Wassssup!!!..  Emm, digoo, no... Quería hacer mi humilde aporte... Ju.

Me permito desviar por una rama del tema inicial que se titula "Cálculo de fuente de alimentación sin transformador de 1A"... En este caso no aportando cálculos pero si una imagen de una pequeña fuente de esas "rarezas peligrosas y poco confiables" que se usan como cargadores.. 

Esta es de 5V 1A, y la curiosidad, que ya lo he visto en otras parecidas, es que la alta tensión está aislada de la salida con un trafo pequeño que se ve ahí en amarillo...  (mis disculpas por la mala definición de la imagen, no tenía otra cosa que el cel.)

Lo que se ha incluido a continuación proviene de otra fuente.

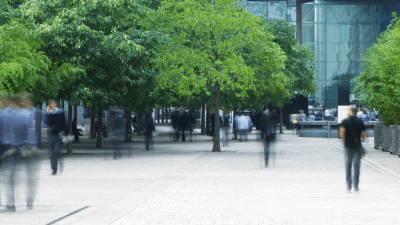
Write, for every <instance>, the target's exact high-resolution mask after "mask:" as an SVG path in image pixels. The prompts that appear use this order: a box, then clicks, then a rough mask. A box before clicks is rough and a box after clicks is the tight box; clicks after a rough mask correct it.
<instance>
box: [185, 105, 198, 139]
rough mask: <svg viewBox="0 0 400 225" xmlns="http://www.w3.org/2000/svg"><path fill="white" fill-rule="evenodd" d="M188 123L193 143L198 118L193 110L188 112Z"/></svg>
mask: <svg viewBox="0 0 400 225" xmlns="http://www.w3.org/2000/svg"><path fill="white" fill-rule="evenodd" d="M186 123H187V125H186V126H187V127H188V130H189V134H190V142H192V141H193V130H194V127H195V126H196V118H195V116H194V112H193V111H192V110H190V111H188V112H187V118H186Z"/></svg>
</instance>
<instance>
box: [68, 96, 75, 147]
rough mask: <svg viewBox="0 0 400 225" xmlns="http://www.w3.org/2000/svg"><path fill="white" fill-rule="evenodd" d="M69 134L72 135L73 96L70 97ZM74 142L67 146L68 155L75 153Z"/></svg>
mask: <svg viewBox="0 0 400 225" xmlns="http://www.w3.org/2000/svg"><path fill="white" fill-rule="evenodd" d="M68 134H70V135H72V105H71V94H69V95H68ZM73 151H74V150H73V149H72V142H69V143H68V144H67V154H72V153H73Z"/></svg>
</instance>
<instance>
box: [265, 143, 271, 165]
mask: <svg viewBox="0 0 400 225" xmlns="http://www.w3.org/2000/svg"><path fill="white" fill-rule="evenodd" d="M270 147H271V141H270V140H269V139H268V138H266V139H264V160H265V166H268V162H269V150H270Z"/></svg>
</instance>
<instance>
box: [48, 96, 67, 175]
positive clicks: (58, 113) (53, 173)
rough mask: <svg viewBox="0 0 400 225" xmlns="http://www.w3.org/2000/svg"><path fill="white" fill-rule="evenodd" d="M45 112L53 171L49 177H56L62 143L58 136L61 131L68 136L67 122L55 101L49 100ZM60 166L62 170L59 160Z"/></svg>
mask: <svg viewBox="0 0 400 225" xmlns="http://www.w3.org/2000/svg"><path fill="white" fill-rule="evenodd" d="M46 111H47V115H46V116H45V119H44V122H45V124H47V125H48V126H49V129H48V130H47V137H48V142H49V151H50V154H51V158H50V162H51V169H52V170H53V172H52V173H51V175H56V174H57V170H58V167H57V163H58V153H59V151H60V145H61V143H62V140H61V137H60V136H59V134H60V133H61V132H62V131H65V134H68V129H67V122H66V116H65V114H64V110H62V109H59V108H58V107H57V105H56V101H55V100H53V99H51V100H50V101H49V106H48V107H47V110H46ZM60 165H61V168H62V161H61V159H60Z"/></svg>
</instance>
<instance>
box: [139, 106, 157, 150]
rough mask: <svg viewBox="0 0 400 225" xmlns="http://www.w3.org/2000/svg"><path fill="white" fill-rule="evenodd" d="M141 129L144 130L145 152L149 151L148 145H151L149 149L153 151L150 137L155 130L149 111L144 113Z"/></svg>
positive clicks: (149, 146)
mask: <svg viewBox="0 0 400 225" xmlns="http://www.w3.org/2000/svg"><path fill="white" fill-rule="evenodd" d="M142 127H143V128H144V136H145V145H146V151H149V149H150V144H151V149H152V150H153V143H152V136H153V131H155V130H156V128H155V125H154V120H153V117H152V116H151V113H150V111H146V117H145V118H144V120H143V124H142Z"/></svg>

No recuerdo cómo se llaman esos trafitos, pero se usan mucho en aplicaciones de altas frecuencias, como en los balastos de lámparas y en fuentes de pc. 

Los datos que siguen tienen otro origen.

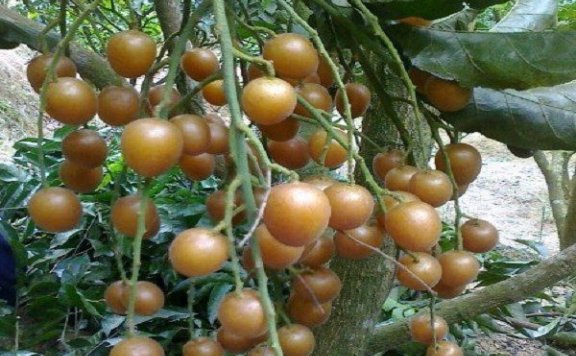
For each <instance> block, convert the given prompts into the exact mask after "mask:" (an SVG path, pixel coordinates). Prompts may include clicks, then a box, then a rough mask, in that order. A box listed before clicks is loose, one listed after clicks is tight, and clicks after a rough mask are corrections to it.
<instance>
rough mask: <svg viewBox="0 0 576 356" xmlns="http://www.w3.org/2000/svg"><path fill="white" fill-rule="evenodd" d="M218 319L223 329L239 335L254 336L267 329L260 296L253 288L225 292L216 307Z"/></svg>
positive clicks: (242, 335) (264, 330)
mask: <svg viewBox="0 0 576 356" xmlns="http://www.w3.org/2000/svg"><path fill="white" fill-rule="evenodd" d="M218 320H219V321H220V324H221V325H222V327H223V328H224V329H227V330H228V331H230V332H232V333H234V334H236V335H239V336H244V337H249V338H256V337H258V336H259V335H262V334H264V333H265V332H266V331H267V330H268V326H267V325H266V315H265V313H264V307H263V306H262V302H261V301H260V296H259V295H258V292H256V291H255V290H253V289H247V288H245V289H243V290H242V291H241V292H239V293H236V292H231V293H228V294H226V296H225V297H224V299H222V303H221V304H220V307H219V308H218Z"/></svg>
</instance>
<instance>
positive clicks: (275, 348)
mask: <svg viewBox="0 0 576 356" xmlns="http://www.w3.org/2000/svg"><path fill="white" fill-rule="evenodd" d="M213 5H214V17H215V19H216V31H217V32H218V33H219V35H220V38H219V40H220V46H221V50H222V69H223V77H224V91H225V93H226V98H227V100H228V106H229V109H230V115H231V117H232V123H231V125H230V135H229V139H230V151H231V156H232V159H233V161H234V163H235V165H236V168H237V171H238V176H239V177H242V178H244V179H242V180H241V182H242V192H243V194H242V195H243V198H244V204H246V213H247V217H248V221H253V220H254V217H255V216H256V213H257V207H256V201H255V198H254V193H253V191H252V184H251V180H250V179H246V178H247V177H250V169H249V167H248V156H247V154H246V143H245V140H244V138H245V136H247V131H249V132H250V133H251V134H252V135H255V134H254V133H253V132H252V131H251V130H250V129H249V128H248V127H247V126H246V124H244V123H243V121H242V113H241V111H240V104H239V102H238V92H237V90H236V73H235V66H234V53H233V48H234V47H233V45H232V37H231V35H230V28H229V26H228V19H227V18H226V7H225V3H224V0H213ZM249 137H250V136H249ZM253 138H255V136H253ZM254 146H255V148H256V149H257V150H258V152H259V154H261V155H262V158H263V159H264V160H265V163H267V164H269V163H270V160H269V159H268V157H267V155H266V154H265V151H264V148H263V147H262V144H261V143H259V141H258V143H255V145H254ZM252 245H253V247H252V256H253V259H254V263H255V265H256V268H257V275H258V287H259V290H260V298H261V300H262V304H263V306H264V310H265V313H266V316H267V321H268V329H269V330H268V332H269V333H270V339H271V344H272V345H271V346H272V349H273V350H274V353H275V354H276V355H277V356H282V350H281V349H280V343H279V341H278V332H277V330H276V317H275V312H274V307H273V305H272V302H271V301H270V295H269V293H268V286H267V284H266V283H267V277H266V272H265V271H264V266H263V264H262V257H261V255H260V247H259V246H258V244H257V243H254V240H253V244H252Z"/></svg>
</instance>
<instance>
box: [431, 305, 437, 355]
mask: <svg viewBox="0 0 576 356" xmlns="http://www.w3.org/2000/svg"><path fill="white" fill-rule="evenodd" d="M435 313H436V296H435V295H433V294H431V295H430V327H431V328H432V340H434V344H433V345H434V347H436V328H435V327H434V319H435Z"/></svg>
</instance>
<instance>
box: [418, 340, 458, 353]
mask: <svg viewBox="0 0 576 356" xmlns="http://www.w3.org/2000/svg"><path fill="white" fill-rule="evenodd" d="M426 356H464V351H462V349H461V348H460V347H459V346H458V345H456V344H455V343H453V342H450V341H438V342H436V345H434V344H432V345H430V346H428V348H427V349H426Z"/></svg>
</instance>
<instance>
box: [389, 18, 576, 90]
mask: <svg viewBox="0 0 576 356" xmlns="http://www.w3.org/2000/svg"><path fill="white" fill-rule="evenodd" d="M396 39H397V40H398V41H399V42H400V43H401V45H402V48H403V50H404V54H405V55H406V56H408V57H409V58H410V59H411V61H412V63H413V64H414V65H415V66H416V67H418V68H420V69H423V70H425V71H428V72H431V73H434V74H435V75H437V76H439V77H442V78H445V79H456V80H457V81H458V82H460V83H461V84H462V85H464V86H468V87H474V86H483V87H489V88H496V89H504V88H514V89H528V88H533V87H538V86H553V85H558V84H562V83H566V82H568V81H571V80H574V79H576V32H524V33H486V32H452V31H440V30H435V29H409V30H408V29H405V30H403V31H398V32H397V33H396Z"/></svg>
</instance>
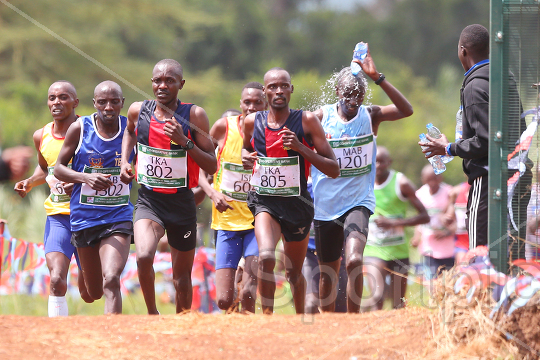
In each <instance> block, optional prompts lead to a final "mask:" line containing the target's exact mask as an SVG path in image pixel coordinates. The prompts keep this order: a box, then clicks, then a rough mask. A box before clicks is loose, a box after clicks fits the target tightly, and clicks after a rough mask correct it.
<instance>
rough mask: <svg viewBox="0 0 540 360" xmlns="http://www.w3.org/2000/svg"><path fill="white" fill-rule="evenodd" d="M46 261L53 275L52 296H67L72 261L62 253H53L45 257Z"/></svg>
mask: <svg viewBox="0 0 540 360" xmlns="http://www.w3.org/2000/svg"><path fill="white" fill-rule="evenodd" d="M45 260H46V261H47V267H48V268H49V272H50V273H51V283H50V285H49V291H50V294H51V295H54V296H65V295H66V292H67V273H68V271H69V262H70V260H71V259H68V258H67V256H66V255H64V254H62V253H61V252H56V251H53V252H50V253H47V254H46V255H45Z"/></svg>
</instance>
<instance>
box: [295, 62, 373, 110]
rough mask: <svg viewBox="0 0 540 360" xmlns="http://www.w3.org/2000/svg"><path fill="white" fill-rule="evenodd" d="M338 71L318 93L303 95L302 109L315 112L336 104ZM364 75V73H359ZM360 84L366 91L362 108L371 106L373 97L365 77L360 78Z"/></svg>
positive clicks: (304, 94) (339, 73)
mask: <svg viewBox="0 0 540 360" xmlns="http://www.w3.org/2000/svg"><path fill="white" fill-rule="evenodd" d="M340 72H341V70H340V71H337V72H335V73H333V74H332V75H331V76H330V78H329V79H328V80H326V82H325V83H324V84H323V85H322V86H321V87H320V89H319V90H320V93H315V92H312V91H308V92H306V93H305V94H304V97H303V99H302V100H303V103H304V104H305V105H304V109H305V110H307V111H316V110H318V109H320V108H321V107H323V106H324V105H327V104H334V103H336V102H337V100H338V98H337V95H336V86H337V81H338V78H339V74H340ZM361 74H362V75H364V73H363V72H362V73H361ZM362 83H363V87H364V89H366V93H365V95H364V102H363V105H364V106H370V105H371V99H372V97H373V93H372V91H371V88H370V87H369V86H368V82H367V80H366V76H365V75H364V76H363V77H362Z"/></svg>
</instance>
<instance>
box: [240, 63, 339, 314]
mask: <svg viewBox="0 0 540 360" xmlns="http://www.w3.org/2000/svg"><path fill="white" fill-rule="evenodd" d="M293 90H294V88H293V85H292V84H291V77H290V75H289V73H288V72H287V71H286V70H283V69H281V68H273V69H270V70H269V71H268V72H267V73H266V74H265V75H264V92H265V94H266V98H267V100H268V104H269V105H270V110H269V111H259V112H257V113H255V114H251V115H249V116H247V117H246V119H245V120H244V150H242V155H243V158H242V162H243V164H244V168H246V169H248V168H253V175H252V178H251V184H252V185H253V186H254V188H255V191H250V192H249V193H248V198H247V201H248V206H249V209H250V210H251V212H252V213H253V215H254V217H255V236H256V238H257V244H258V246H259V271H258V278H259V293H260V294H261V305H262V310H263V313H265V314H271V313H272V312H273V308H274V292H275V289H276V283H275V278H274V267H275V264H276V256H275V250H276V245H277V243H278V241H279V239H280V238H281V237H282V236H283V239H284V255H285V271H286V277H287V280H288V281H289V283H290V284H291V289H292V293H293V299H294V305H295V309H296V312H297V313H304V300H305V293H306V280H305V279H304V276H303V275H302V264H303V263H304V258H305V256H306V249H307V245H308V239H309V227H310V224H311V221H312V220H313V205H312V200H311V196H310V195H309V193H308V191H307V177H308V176H309V165H310V163H311V164H313V166H314V167H316V168H318V169H320V170H321V171H322V172H323V173H324V174H326V175H327V176H331V177H336V176H338V174H339V168H338V165H337V162H336V160H335V157H334V154H333V153H332V150H331V149H330V146H329V145H328V142H327V141H326V139H325V137H324V132H323V129H322V127H321V124H320V123H319V121H317V118H316V117H315V116H314V115H313V114H312V113H310V112H307V111H302V110H291V109H290V108H289V101H290V98H291V94H292V92H293ZM313 148H315V150H316V151H317V152H315V151H313V150H312V149H313ZM252 151H253V152H252ZM250 152H252V153H250Z"/></svg>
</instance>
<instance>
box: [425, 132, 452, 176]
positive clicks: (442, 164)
mask: <svg viewBox="0 0 540 360" xmlns="http://www.w3.org/2000/svg"><path fill="white" fill-rule="evenodd" d="M419 137H420V141H421V142H423V143H426V142H429V140H428V139H427V137H426V134H420V135H419ZM425 148H426V147H425V146H422V149H425ZM429 154H430V153H426V155H429ZM428 161H429V163H430V164H431V166H432V167H433V172H435V175H439V174H442V173H443V172H444V171H445V170H446V165H444V162H443V161H442V159H441V156H440V155H435V156H432V157H430V158H429V159H428Z"/></svg>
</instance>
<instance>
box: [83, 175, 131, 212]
mask: <svg viewBox="0 0 540 360" xmlns="http://www.w3.org/2000/svg"><path fill="white" fill-rule="evenodd" d="M83 172H84V173H87V174H92V173H101V174H110V175H111V177H109V180H111V181H112V183H113V185H112V186H111V187H110V188H108V189H106V190H94V189H92V188H91V187H90V185H88V184H86V183H83V184H82V186H81V197H80V199H79V202H80V203H81V204H85V205H93V206H111V207H113V206H122V205H127V204H128V203H129V185H126V184H124V183H123V182H121V181H120V168H119V167H113V168H91V167H88V166H85V167H84V170H83Z"/></svg>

Aunque ésta fuente regula con un 13003 plástico, que reduce los 220V a entre 15V y 30V según el modelo, (se quemó y lo reemplacé por un 13005 silicio para adosar discipador, como se vé), al haberse quemado el regulador supondría el paso de la tensión en directo al trafito, aunque no afectó la etapa de salida regulada.

Cabe aclarar que únen las dos etapas también un micro de 4 patas que desconozco, juazz, el pc817 protegido por todos lados con esas resistencias chiquititas que discipan 1W (cómo se llamaban?())..

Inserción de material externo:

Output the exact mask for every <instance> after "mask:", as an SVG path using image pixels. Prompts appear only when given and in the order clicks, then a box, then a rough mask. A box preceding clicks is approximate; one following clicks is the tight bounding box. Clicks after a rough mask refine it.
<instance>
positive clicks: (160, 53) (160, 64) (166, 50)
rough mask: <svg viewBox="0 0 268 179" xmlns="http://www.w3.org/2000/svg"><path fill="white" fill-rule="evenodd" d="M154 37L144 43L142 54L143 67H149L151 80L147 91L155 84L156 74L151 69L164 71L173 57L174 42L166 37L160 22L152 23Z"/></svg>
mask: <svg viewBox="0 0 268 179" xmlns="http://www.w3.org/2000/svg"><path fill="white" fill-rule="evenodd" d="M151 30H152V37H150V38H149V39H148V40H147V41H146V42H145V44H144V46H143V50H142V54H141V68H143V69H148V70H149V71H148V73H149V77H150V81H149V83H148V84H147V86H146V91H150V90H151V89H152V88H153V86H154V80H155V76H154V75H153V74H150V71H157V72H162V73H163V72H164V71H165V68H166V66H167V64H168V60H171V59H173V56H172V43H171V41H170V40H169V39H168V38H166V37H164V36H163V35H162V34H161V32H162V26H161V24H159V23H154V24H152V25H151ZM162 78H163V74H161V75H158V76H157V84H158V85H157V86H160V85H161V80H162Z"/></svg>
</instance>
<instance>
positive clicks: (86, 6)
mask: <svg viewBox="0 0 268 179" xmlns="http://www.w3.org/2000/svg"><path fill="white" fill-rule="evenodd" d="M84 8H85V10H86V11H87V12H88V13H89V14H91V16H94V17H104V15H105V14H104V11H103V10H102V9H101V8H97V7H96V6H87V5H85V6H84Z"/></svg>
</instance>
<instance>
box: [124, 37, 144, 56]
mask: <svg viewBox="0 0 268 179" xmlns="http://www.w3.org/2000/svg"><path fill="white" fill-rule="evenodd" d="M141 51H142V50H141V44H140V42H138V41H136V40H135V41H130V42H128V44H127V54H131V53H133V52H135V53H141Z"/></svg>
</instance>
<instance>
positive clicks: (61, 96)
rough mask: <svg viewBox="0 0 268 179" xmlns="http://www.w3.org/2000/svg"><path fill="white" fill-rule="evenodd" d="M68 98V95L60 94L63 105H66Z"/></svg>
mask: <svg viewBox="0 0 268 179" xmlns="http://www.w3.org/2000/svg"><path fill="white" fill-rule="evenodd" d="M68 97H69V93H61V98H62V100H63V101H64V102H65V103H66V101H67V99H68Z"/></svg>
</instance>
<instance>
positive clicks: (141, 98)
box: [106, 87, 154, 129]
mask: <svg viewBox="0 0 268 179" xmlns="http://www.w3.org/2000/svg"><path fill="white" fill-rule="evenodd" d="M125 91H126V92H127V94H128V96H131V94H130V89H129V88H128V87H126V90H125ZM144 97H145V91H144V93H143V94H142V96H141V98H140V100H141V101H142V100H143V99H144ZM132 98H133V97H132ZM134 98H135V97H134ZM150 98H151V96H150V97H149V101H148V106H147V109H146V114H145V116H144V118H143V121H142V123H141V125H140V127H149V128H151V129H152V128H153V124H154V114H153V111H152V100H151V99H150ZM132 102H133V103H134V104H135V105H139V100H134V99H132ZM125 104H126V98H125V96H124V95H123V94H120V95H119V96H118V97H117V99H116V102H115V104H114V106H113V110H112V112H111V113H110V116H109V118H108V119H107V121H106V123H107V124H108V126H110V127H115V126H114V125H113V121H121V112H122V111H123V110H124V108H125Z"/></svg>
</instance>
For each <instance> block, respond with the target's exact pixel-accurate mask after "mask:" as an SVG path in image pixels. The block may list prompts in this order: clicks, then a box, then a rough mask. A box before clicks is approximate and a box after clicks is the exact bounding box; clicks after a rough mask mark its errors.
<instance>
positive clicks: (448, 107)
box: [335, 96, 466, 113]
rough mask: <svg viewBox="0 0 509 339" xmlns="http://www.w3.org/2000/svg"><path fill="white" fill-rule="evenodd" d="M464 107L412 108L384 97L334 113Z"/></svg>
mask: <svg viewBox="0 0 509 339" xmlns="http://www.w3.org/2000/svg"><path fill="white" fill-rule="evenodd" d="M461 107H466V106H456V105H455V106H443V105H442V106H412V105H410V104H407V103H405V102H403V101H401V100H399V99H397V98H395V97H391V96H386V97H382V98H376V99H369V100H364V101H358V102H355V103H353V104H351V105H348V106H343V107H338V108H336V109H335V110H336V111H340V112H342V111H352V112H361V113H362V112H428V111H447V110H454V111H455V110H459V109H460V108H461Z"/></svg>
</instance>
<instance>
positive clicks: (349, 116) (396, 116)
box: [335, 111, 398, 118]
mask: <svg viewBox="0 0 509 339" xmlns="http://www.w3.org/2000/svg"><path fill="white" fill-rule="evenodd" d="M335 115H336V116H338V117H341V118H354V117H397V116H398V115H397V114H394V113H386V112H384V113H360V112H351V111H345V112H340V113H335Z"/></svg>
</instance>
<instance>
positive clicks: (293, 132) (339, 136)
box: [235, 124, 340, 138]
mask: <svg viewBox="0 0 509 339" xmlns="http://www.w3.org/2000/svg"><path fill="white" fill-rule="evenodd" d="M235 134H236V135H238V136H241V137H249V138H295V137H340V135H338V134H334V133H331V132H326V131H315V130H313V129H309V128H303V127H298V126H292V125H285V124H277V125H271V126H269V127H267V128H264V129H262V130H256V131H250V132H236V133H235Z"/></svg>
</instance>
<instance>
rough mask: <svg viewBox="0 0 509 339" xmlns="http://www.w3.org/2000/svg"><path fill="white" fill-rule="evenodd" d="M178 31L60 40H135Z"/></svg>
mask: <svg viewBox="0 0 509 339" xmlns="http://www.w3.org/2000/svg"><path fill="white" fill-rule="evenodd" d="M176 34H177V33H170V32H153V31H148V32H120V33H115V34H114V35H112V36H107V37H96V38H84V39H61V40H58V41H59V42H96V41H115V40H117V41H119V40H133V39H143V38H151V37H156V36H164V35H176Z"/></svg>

Y para finalizar, infaltable, también está la r de drenaje de, en este caso, 0.1 ohm.

Bueno, algunos detalles como que junto con el 13005 hay un s8050 que deben conformar un circuito resonante que genera los pulsos y envian al trafito para asi inducir, junto con la tensión ya aplicada, al secundario... Y demáses regulaciones con los zener en ámbas etapas..

Entonces queda establecido el hecho de la separación de las etapas con un trafito como método de seguridad en fuentes de este tipo. 

Mis saludos...


----------



## CMACIASM

Disculpa, por casulidad en vez de un Zener puedo utilizar un regulador de voltaje como un LM317?, es que los zener se me hacen demasiado caros ya que quisiera una fuente de 30 volts a 1 amper y el mas cercano que encontre fue el NTE5268A pero cuesta más de 20 dólares Americanos, bueno aún así creo que sale mas barato que una fuente con transformador pero si se pudiera hacer con regulador sería genial


----------



## Fogonazo

CMACIASM dijo:


> .... es que los zener se me hacen demasiado caros ya que quisiera una fuente de 30 volts a 1 amper y el mas cercano que encontre fue el NTE5268A ...




Un zener cuesta unos centavos de dolar

Averigua en las direcciones de tu país:

http://witronica.com/tabla_proveedores


----------



## Eduardo

Fogonazo dijo:


> Un zener cuesta unos centavos de dolar


Pero ese es de 50W ! 
http://www.mcmelectronics.com/product/NTE5268A


CMACIASM:  Esas fuentes solo sirven para corrientes de hasta ~50mA.  
Para corrientes mayores conviene la vida un transformador o una conmutada chica como la de los cargadores de celular.


----------



## elaficionado

Hola.

No es seguro usar una fuente sin transformador, debido a que no estás aislado de la linea del voltaje de la red elétrica.

Chao.
elaficionado.


----------



## elosciloscopio

una pregunta de principiante:

una fuente sin transformador cuya salida es de 1A 12V, consume 1A 220V???

saludos


----------



## Eduardo

elosciloscopio dijo:


> una pregunta de principiante:
> una fuente sin transformador cuya salida es de 1A 12V, consume 1A 220V???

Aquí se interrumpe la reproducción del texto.